I don't like the idea of continuously getting emails and checking if it stops. It's a bother to notice them, delete them and think. I like to have two monitors monitor each each while they monitor the system that needs to be monitored. Send an sms, phone call and email if there's a problem. This way all basis are covered with high reliability. Or you can spend as much as how you want the system to be reliable. Don't bother me unless there's a problem.

jalchr
02/24/2012 08:05 AM by
jalchr

Interesting problem ... I think its time for a new abstraction ? library. I have not such thing before, but what you need is to raise an Expectation ... rather than an event in your code

class Expectation { object Source {get; set;} Timespan Timeout {get; set;} }

In code, public void ProcessOrder() { // Process your order Expectations.Raise(new Expectation(this, Timespan.FromMinutes(5));

}

public void Callback(Order order) { // In your callback Expectations.Okay(Order); // ... etc }

// Somewhere else public void SendAlerts() { var fails = Expectations.GetAllFailures(Timespan.FromHours(5)); // Send email }

Sean Gough
02/24/2012 01:22 PM by
Sean Gough

@Charlie we do the email thing too, but I don't really like relying on it. I like your double monitor approach, especially if they are in separate physical locations (in my case, datacenters).

I also like the symbiotic monitoring relationship @Daniel suggests. It will certainly work well for our service-to-service monitoring. Not sure it'll be useful batch-job type operations, but I could always use @Shashi's daily report idea there (which is similar to our current 'the job ran" emails).

So thanks to all of you.

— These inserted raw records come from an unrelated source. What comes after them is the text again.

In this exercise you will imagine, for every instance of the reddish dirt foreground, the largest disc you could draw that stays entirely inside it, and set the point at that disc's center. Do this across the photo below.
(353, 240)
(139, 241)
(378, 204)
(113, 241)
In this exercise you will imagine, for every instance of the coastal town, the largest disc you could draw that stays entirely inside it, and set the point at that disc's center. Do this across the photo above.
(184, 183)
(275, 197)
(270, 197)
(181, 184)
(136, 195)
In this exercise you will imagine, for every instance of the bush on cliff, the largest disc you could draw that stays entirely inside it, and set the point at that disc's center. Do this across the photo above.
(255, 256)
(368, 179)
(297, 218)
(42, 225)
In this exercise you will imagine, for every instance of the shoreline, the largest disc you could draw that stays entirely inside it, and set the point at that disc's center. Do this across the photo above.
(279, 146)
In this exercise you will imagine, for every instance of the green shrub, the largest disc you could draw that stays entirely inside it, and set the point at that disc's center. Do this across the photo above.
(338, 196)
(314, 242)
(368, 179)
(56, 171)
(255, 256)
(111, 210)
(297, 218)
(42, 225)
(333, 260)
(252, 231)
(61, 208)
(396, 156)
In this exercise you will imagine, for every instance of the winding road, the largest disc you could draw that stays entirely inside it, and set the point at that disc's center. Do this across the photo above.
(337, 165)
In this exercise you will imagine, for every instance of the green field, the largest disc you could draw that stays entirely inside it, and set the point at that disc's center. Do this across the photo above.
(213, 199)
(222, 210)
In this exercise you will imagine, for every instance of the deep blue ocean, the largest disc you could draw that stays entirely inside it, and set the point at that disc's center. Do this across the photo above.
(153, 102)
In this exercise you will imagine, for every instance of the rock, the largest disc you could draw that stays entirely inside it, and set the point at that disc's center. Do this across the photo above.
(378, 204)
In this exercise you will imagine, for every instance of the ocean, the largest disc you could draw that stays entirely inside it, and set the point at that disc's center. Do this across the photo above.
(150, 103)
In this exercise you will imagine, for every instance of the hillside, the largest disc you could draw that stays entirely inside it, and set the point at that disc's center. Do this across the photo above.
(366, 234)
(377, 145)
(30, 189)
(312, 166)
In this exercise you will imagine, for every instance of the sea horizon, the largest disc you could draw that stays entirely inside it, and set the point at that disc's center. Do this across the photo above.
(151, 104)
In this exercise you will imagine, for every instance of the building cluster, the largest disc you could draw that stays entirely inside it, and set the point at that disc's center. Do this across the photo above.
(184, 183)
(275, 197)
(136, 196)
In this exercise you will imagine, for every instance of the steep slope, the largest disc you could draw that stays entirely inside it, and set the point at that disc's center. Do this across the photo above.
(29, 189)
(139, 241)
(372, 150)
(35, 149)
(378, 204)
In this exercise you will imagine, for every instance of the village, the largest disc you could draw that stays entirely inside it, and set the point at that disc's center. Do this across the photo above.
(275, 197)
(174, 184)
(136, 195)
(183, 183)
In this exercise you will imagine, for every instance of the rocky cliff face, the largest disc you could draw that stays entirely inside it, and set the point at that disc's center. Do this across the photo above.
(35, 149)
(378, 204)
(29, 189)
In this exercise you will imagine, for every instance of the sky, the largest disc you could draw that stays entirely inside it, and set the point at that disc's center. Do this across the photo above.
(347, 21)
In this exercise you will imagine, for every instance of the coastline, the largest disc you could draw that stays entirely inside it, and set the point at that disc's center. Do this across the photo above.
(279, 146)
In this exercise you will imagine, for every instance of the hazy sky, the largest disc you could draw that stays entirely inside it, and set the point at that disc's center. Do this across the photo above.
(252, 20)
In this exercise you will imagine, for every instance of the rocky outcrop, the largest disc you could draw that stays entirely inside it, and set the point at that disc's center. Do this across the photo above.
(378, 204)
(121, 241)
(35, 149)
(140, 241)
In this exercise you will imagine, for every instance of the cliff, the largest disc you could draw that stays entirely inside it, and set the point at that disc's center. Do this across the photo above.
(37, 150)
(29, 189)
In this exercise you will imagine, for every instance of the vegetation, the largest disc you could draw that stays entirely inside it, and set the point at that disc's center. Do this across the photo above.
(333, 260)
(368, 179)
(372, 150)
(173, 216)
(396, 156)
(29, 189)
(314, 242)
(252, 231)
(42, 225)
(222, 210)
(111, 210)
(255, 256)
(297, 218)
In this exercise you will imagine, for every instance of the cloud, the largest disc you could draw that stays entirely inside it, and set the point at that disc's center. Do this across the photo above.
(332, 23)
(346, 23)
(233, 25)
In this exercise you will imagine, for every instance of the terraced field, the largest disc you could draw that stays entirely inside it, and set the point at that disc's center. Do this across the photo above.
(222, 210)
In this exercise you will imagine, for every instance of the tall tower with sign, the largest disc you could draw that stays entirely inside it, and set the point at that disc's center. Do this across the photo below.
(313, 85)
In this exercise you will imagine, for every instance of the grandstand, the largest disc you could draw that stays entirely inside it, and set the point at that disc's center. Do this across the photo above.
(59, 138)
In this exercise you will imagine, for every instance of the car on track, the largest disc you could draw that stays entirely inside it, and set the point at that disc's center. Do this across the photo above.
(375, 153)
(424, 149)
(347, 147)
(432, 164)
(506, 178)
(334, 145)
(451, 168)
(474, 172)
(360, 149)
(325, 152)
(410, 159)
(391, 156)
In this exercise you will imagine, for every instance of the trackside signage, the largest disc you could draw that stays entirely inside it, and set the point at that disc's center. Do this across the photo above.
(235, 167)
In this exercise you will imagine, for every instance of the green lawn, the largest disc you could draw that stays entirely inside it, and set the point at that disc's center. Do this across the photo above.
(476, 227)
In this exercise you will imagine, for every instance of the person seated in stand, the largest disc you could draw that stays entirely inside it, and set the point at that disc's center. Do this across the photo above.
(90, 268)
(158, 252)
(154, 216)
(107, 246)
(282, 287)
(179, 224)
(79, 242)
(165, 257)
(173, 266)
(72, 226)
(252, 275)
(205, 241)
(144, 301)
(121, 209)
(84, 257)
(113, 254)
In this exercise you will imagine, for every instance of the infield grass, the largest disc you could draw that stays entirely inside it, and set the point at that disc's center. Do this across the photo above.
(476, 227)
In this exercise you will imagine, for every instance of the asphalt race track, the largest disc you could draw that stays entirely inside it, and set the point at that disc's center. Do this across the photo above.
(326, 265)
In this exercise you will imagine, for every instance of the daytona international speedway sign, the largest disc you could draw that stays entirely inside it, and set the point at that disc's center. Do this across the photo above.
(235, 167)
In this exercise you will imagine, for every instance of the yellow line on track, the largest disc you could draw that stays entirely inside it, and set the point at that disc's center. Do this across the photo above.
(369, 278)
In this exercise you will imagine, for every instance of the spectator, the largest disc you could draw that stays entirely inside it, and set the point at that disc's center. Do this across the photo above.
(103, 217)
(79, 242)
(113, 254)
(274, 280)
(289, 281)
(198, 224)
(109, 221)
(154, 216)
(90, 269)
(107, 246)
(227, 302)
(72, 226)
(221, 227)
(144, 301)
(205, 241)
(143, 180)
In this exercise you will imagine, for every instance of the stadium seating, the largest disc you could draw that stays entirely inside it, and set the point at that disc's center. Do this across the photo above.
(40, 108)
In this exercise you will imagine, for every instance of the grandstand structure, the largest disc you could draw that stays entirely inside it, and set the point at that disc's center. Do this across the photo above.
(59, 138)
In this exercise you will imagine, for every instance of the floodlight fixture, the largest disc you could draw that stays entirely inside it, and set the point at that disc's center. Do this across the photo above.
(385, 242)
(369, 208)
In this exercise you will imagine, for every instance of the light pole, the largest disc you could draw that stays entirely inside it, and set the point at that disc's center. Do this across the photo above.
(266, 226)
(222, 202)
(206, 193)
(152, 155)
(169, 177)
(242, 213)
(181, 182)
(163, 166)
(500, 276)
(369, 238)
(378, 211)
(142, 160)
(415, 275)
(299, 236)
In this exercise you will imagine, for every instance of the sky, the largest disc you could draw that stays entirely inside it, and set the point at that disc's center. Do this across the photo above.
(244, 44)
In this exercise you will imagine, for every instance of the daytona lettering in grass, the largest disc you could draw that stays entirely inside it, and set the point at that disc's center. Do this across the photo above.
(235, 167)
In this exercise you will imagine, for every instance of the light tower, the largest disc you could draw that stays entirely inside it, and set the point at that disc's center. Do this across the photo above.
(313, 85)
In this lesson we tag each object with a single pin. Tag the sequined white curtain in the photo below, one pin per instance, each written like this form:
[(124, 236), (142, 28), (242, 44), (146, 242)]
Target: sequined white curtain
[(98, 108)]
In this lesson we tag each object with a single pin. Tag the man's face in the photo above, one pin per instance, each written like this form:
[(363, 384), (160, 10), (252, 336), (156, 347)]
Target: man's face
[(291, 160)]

You've given me some good ideas so off I go to implement them!

Charlie Kilian
02/26/2012 12:28 AM by
Charlie Kilian

@Sean Gough I agree, relying on the email kind of sucks. That is my main way of monitoring batch jobs now, but there are so many of them I wouldn't notice if one went missing.

For batch jobs, I thought it would be useful to build a command line utility that just sent a heartbeat with a particular idea. Batch jobs could run the command line utility to check in with the heartbeat monitor at the end, once the batch job was successful. That way, batch jobs that don't otherwise have a way to check in with the heartbeat monitor can do so.

Gregg
03/04/2012 05:36 PM by
Gregg

Who watches the watchDLLs?

Comments have been closed on this topic.